Reddit blocks Wayback Machine over concerns about data being mined by AI
Reddit will restrict Wayback Machine access to most content to prevent AI from mining data, allowing only the homepage and popular headlines to be saved.
Quick summary:
Reddit limits the Wayback Machine to only saving the homepage and popular headlines.
Reason: concerns about AI companies mining data in violation of policy.
Reddit previously blocked the API and required search engines to pay for data.
Reddit confirmed that it had discovered that several AI companies were scraping data from the Internet Archive's Wayback Machine, violating its platform policies.
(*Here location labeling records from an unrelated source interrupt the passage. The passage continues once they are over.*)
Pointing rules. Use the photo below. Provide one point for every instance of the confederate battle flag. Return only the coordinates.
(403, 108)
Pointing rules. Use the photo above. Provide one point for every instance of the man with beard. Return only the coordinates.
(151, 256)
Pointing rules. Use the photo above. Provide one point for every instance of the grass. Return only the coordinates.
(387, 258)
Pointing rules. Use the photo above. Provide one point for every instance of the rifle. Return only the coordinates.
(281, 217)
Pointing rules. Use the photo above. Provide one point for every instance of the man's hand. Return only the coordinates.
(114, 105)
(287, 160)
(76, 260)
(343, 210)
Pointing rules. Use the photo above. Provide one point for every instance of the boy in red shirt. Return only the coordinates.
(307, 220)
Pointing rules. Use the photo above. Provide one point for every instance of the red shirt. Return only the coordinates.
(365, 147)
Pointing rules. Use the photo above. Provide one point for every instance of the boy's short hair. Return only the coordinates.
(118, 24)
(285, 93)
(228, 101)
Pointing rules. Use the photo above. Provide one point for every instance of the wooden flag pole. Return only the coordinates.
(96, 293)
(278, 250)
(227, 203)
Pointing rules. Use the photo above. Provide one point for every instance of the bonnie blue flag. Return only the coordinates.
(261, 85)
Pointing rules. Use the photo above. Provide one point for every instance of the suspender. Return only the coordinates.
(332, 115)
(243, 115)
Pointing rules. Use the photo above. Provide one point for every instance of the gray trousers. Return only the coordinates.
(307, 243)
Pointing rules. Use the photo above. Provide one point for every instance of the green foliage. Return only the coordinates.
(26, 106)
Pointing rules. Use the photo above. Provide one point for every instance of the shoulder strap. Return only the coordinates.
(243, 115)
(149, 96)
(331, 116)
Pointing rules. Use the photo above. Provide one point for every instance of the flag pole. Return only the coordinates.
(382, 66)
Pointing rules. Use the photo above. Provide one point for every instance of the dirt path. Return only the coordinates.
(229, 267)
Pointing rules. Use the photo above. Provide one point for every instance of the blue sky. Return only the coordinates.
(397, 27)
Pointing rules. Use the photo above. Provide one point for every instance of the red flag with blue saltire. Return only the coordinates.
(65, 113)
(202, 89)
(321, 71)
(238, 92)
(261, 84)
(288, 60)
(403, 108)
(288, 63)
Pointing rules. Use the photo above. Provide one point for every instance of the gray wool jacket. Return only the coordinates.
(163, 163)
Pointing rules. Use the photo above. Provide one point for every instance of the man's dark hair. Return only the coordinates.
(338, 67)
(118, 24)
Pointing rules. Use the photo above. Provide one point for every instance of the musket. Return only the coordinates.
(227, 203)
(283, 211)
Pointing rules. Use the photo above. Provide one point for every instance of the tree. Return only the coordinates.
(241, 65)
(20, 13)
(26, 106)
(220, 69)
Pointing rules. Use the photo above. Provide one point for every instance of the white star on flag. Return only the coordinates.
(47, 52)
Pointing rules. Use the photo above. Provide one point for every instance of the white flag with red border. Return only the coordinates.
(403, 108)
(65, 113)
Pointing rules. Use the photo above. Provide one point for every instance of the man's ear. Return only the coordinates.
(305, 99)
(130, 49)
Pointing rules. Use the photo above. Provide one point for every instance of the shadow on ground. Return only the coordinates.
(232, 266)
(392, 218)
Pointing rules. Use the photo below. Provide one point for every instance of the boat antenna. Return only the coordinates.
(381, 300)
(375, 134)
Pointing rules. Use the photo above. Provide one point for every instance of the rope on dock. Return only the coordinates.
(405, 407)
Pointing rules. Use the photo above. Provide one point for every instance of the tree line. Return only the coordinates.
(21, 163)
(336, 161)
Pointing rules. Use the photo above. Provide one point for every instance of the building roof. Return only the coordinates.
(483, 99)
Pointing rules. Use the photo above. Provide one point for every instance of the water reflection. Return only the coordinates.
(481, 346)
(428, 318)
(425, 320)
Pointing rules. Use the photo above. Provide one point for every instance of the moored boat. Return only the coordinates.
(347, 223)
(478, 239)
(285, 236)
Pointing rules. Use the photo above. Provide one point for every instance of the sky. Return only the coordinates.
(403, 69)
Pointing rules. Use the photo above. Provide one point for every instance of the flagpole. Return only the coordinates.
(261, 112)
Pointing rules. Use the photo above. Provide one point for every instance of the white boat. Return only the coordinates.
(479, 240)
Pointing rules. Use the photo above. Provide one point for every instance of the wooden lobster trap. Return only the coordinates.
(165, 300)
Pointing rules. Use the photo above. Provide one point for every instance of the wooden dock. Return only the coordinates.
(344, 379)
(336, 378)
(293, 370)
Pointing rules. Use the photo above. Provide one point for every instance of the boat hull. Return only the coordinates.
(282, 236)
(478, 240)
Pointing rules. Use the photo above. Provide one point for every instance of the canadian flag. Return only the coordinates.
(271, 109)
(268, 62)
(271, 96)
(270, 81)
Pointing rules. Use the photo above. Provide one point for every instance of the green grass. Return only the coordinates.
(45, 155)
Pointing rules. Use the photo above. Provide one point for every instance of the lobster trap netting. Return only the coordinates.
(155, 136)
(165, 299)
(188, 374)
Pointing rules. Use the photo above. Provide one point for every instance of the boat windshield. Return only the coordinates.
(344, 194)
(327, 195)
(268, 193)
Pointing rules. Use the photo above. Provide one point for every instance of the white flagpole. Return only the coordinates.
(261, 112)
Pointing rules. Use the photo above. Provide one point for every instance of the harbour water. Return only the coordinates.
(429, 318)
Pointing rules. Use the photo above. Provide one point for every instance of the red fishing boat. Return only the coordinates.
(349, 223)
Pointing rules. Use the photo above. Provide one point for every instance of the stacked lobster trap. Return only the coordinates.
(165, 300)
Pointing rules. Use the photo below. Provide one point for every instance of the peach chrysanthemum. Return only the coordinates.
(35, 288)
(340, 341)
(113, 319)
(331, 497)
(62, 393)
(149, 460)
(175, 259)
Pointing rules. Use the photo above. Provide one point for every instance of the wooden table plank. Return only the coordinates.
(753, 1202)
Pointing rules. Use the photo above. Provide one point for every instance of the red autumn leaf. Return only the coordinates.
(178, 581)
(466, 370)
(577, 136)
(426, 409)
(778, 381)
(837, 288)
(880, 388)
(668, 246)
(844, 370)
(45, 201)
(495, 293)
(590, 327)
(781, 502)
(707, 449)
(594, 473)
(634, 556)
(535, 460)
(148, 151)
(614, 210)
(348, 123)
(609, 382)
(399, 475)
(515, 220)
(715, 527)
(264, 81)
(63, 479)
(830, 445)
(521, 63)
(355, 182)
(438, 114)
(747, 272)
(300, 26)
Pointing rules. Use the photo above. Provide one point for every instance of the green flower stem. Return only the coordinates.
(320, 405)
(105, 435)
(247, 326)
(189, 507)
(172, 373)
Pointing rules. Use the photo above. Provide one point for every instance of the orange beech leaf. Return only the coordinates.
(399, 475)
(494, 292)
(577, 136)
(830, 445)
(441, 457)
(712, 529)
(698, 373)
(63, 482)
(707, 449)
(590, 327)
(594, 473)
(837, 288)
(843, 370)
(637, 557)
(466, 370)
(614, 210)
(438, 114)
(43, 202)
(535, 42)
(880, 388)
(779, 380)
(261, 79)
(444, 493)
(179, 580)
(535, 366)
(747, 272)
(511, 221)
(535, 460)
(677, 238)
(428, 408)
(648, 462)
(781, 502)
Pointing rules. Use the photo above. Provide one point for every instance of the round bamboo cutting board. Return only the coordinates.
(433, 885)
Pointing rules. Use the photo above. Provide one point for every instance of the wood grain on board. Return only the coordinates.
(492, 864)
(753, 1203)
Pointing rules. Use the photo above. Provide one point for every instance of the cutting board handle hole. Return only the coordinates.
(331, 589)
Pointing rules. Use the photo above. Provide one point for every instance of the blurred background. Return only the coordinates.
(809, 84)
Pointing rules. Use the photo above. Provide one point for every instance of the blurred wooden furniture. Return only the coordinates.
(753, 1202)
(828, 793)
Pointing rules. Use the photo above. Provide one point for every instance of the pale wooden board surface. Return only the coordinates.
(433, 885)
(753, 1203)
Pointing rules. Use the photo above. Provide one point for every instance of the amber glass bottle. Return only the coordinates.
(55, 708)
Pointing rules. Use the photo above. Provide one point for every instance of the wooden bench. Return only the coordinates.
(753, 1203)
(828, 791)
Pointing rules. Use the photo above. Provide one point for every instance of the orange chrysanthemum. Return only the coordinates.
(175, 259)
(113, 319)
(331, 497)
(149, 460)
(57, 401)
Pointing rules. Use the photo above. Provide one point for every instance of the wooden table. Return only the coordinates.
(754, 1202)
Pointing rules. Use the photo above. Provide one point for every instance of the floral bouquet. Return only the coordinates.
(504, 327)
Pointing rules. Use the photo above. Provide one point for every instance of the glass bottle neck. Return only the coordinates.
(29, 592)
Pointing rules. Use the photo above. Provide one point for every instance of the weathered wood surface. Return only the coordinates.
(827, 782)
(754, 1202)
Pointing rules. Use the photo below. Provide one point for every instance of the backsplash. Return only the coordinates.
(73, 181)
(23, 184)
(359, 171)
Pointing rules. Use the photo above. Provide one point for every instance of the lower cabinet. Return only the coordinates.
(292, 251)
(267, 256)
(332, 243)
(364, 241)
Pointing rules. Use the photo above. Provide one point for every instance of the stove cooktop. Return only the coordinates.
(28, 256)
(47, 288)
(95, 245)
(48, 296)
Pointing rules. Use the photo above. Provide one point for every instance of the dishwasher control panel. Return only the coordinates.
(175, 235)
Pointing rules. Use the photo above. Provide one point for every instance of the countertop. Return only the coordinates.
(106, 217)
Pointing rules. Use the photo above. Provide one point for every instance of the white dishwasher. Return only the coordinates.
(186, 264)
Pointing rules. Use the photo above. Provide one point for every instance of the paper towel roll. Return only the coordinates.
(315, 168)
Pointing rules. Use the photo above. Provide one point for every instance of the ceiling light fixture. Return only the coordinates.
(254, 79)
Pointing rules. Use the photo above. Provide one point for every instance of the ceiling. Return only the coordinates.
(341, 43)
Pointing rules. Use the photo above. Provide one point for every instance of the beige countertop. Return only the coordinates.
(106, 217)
As a result, the social network will limit access to the Wayback Machine, allowing it to only archive Reddit.com's homepage and a list of popular headlines, rather than entire posts, comments, or user profiles as before.

Reddit requires the Internet Archive to comply with its privacy policies and remove the removed content before restoring full access, said spokesperson Tim Rathschmidt.
Reddit said the restrictions will be rolled out gradually starting today. The company contacted the Internet Archive in advance to inform them of the decision, and has expressed concerns about content being scraped from the Wayback Machine in the past.
This isn’t the first time Reddit has blocked data scrapers. In 2023, Reddit changed its API policy, forcing several third-party apps to shut down after they couldn’t afford to pay for data access—reportedly because the APIs were being used to train AI.
Last year, Reddit signed a deal to provide data to Google for search and AI training, and began blocking other major search engines if they didn’t pay. The company also reached a settlement with OpenAI, but sued Anthropic in June 2024 for allegedly continuing to scrape data despite saying it would stop.
Mark Graham, director of the Wayback Machine, said the Internet Archive has a longstanding relationship with Reddit and is still discussing the issue.